Liberty University is the subject of a horrifying ProPublica report in which multiple former students and one former administrator detail a culture of dismissal and denial around campus rape accusations. According to the report, women who come forward to report sexual assault are often shamed into silence, discouraged from going to police and even blamed for what happened to them. The damning stories threaten to bring another tidal wave of scrutiny to one of the nation’s largest and most influential Christian universities.
Three women who spoke to the ProPublica reporter said that when they reported being sexually assaulted, they were told to sign statements acknowledging that they may have violated the student code of conduct known as “the Liberty Way.” Others say that even campus police officers urged them to back off from pursuing charged against their attackers. One student reported her assault by a fellow student along with evidence including screenshots of texts from witnesses and photographs of violent bruises on her neck, chest and torso. She says those photos were ultimately omitted from her file and her attacker was found not guilty.
Another woman says she went to the counselor’s office with her mother to report her rape, stressing that it was an “emergency,” but was told there were no appointments available and sent away. Other women were not informed that going to the police was an option, as required by law.
“Historically, and based on the cases you presented to me, I do not believe Liberty has a conception of sexual assault that is consistent with criminal law, and certainly not with federal civil rights and campus safety,” S. Daniel Carter says in the piece. Carter helped write the laws around how universities handle sexual assault cases.
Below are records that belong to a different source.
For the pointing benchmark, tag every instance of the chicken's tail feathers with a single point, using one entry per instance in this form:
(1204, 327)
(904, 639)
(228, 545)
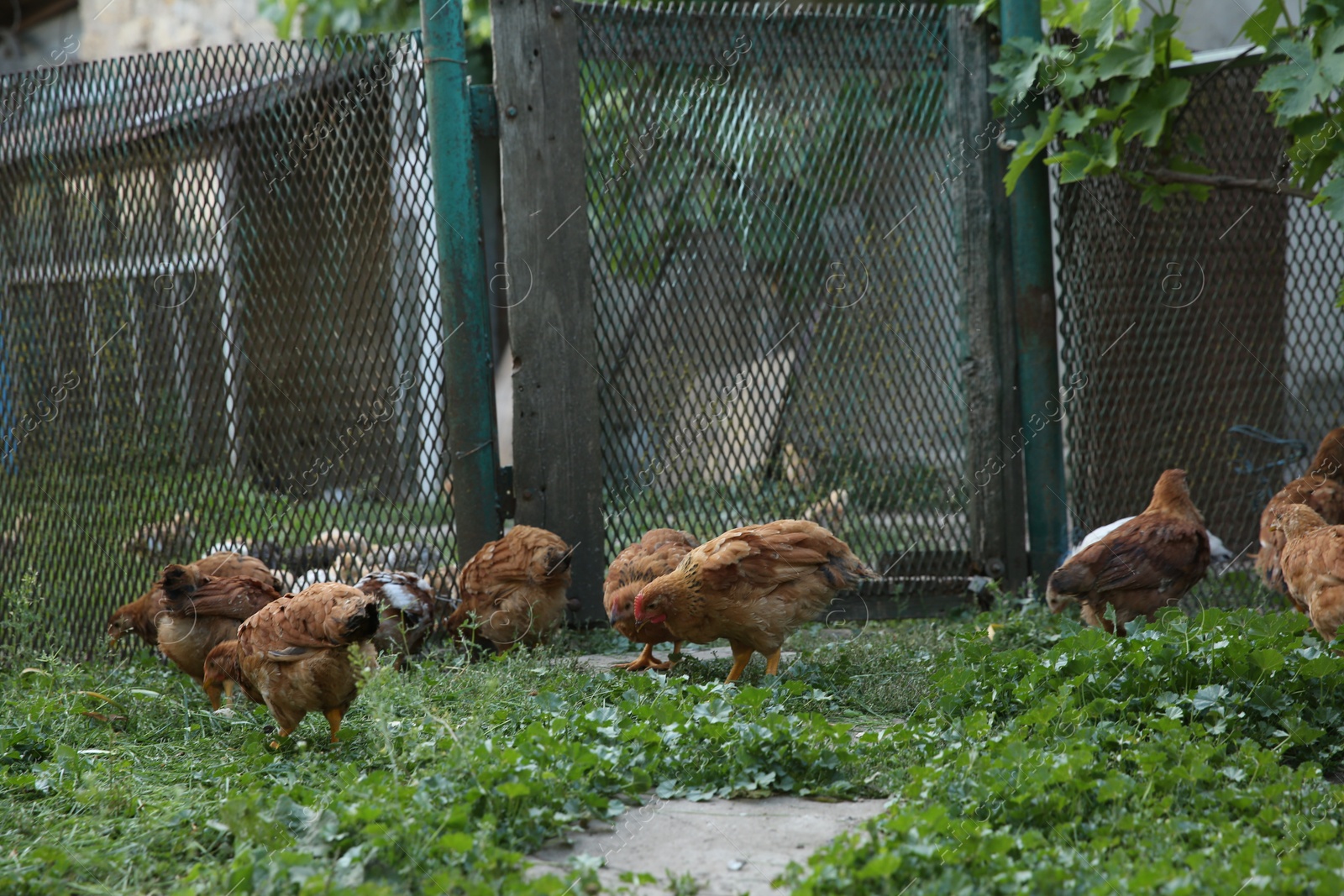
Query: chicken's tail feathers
(846, 570)
(360, 620)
That all squares with the experience of Scott Lamb, who was Liberty University’s senior vice president of communications until recently. He says he was fired for raising concerns around the way Liberty was sweeping sexual assault cases under the rug, and say ProPublica’s emails to Liberty administration seeking comment were deliberately ignored. “Concerns about sexual assault would go up the chain and then die,” he told the reporter, calling it “a conspiracy of silence.”
Lamb says he and another colleague tried to convince the school to investigate the accusations. “We said, ‘Listen, the optics of this are killing us. Is there anything we can message — something? A message about empathy? Or that we’re at least working to get to the bottom of this?’ And then it dawned on us: They’re not working to get to the bottom of this.”
Lamb is filing a lawsuit about his firing. Liberty is also facing a lawsuit from a dozen unnamed former students over what they say is a pattern of discouragement, dismissal and denial when it came to their assaults, including “public and repeated retaliation against women who did report their victimization.”
Last year, Liberty parted ways with its longtime president Jerry Falwell Jr., the son of the school’s founder, following myriad personal scandals, allegations and one infamous vacation photo. Falwell has been replaces by Jerry Prevo but, as the article shows, the school’s woes have outlasted Falwell’s leadership.